Foster ‘disappointed’ that Executive not informed in advance of Varadkar’s decision

First Minister of Northern Ireland Arlene Foster said  the Northern Ireland Executive had ‘no prior knowledge’ of Leo  Varadkar’s announcement. Photograph: EPA/Andy Rain

First Minister of Northern Ireland Arlene Foster said the Northern Ireland Executive had ‘no prior knowledge’ of Leo Varadkar’s announcement.
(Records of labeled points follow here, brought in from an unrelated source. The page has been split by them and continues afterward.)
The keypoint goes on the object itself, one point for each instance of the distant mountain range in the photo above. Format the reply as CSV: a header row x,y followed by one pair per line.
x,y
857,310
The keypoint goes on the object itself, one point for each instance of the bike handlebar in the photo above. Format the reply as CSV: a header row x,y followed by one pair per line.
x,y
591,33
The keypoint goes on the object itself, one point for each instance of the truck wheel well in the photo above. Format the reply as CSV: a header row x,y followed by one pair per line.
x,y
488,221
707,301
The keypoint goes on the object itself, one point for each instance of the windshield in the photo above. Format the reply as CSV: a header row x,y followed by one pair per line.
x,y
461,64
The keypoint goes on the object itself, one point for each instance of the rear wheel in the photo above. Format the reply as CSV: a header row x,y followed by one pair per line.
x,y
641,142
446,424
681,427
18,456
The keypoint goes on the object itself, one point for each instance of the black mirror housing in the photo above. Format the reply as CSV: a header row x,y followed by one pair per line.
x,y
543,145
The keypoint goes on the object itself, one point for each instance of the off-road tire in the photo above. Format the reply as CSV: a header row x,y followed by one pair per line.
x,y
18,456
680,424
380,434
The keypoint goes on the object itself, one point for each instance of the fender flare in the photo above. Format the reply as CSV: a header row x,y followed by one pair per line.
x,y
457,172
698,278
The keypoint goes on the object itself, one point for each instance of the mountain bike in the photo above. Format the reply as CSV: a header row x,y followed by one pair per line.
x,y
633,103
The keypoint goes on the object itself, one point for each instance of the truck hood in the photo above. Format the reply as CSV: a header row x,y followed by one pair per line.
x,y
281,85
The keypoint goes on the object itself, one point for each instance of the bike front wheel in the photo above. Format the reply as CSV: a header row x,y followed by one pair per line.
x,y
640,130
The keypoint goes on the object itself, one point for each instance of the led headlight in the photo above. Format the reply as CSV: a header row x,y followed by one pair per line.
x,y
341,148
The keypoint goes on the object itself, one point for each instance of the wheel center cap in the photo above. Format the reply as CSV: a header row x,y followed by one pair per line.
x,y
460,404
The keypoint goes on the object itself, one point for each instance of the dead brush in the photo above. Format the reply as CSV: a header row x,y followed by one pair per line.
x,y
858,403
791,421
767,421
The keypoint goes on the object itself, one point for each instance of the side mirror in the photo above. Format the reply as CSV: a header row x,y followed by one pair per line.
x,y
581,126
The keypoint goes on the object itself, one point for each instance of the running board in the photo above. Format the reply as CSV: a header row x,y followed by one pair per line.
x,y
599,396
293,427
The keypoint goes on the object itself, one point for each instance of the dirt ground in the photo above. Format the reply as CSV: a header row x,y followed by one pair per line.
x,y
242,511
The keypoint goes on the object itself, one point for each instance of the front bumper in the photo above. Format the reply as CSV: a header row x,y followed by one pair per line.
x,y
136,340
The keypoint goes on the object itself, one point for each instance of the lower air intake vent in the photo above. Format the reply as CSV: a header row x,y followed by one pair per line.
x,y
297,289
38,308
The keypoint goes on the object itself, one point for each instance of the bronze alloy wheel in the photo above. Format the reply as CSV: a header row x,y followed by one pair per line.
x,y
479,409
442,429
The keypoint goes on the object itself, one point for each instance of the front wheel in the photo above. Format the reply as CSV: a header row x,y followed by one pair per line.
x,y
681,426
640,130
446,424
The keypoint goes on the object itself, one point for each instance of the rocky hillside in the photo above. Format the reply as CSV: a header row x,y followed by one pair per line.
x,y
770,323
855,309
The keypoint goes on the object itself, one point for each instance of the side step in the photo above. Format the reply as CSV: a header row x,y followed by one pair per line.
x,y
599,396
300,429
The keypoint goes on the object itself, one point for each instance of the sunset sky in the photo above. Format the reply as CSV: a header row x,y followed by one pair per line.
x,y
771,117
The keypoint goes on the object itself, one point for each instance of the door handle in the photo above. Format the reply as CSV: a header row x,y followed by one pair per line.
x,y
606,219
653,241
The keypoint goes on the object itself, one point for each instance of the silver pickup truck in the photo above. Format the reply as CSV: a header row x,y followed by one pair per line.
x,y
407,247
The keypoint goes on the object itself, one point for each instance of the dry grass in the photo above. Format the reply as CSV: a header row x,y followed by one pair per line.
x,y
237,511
Photograph: EPA/Andy Rain

 

The Northern Ireland Executive has decided against following the lead of the Irish Government and is not ordering the closure of schools and universities in an attempt to limit the impact of the coronavirus.

The North’s First Minister, Arlene Foster, also complained on Thursday evening that the Northern Executive was not informed in advance of Taoiseach Leo Varadkar’s decision in Washington to announce a number of actions to address the Covid-19 emergency.

Ms Foster said it was “disappointing” that the Executive was not apprised in advance of the Government’s decision. She said the Executive had “no prior knowledge” of Mr Varadkar’s announcement.

On North-South co-operation in relation to coronavirus, Ms Foster said, “We have had very good interaction, not only between ourselves at political level, but also at medical officer level. We were just made aware, I think, about 10 minutes before the statement was made by the Taoiseach . . . We did not know what the content of that statement was going to be. And I think that is disappointing that is the case but, however, he made his decision and he has to carry through with that.”

Hitherto, the North’s Minister for Health, Robin Swann, said he was in virtually daily contact with his southern counterpart, Simon Harris.

Different situations

Asked did she think Mr Varadkar and the Government had made the wrong decision, Ms Foster said, “It is not for me to second guess what the Irish Government has in front of them and indeed they are in a different situation in terms of they have a community transfer [of the virus] – we do not have that as yet.

“This is all about timeliness and that is the important issue for us,” she added.

Senior Dublin and Belfast Ministers are to meet in Armagh on Saturday under the aegis of the North South Ministerial Council to plan how to co-operate in responding to coronavirus on an all-island basis.

Throughout Thursday senior Executive Ministers including DUP leader Ms Foster and Sinn Féin Deputy First Minister Michelle O’Neill and Ulster Unionist Party Minister for Health Mr Swann met senior officials and the North’s chief medical officer, Dr Michael McBride, to decide on their continuing response to the virus.

It was also confirmed that Northern Ireland was moving from the “containment” to the “delay” phase in dealing with Covid-19. On Thursday it also was announced that two more people, two adults, in Northern Ireland had tested positive for coronavirus, bringing the total number in the North to 20.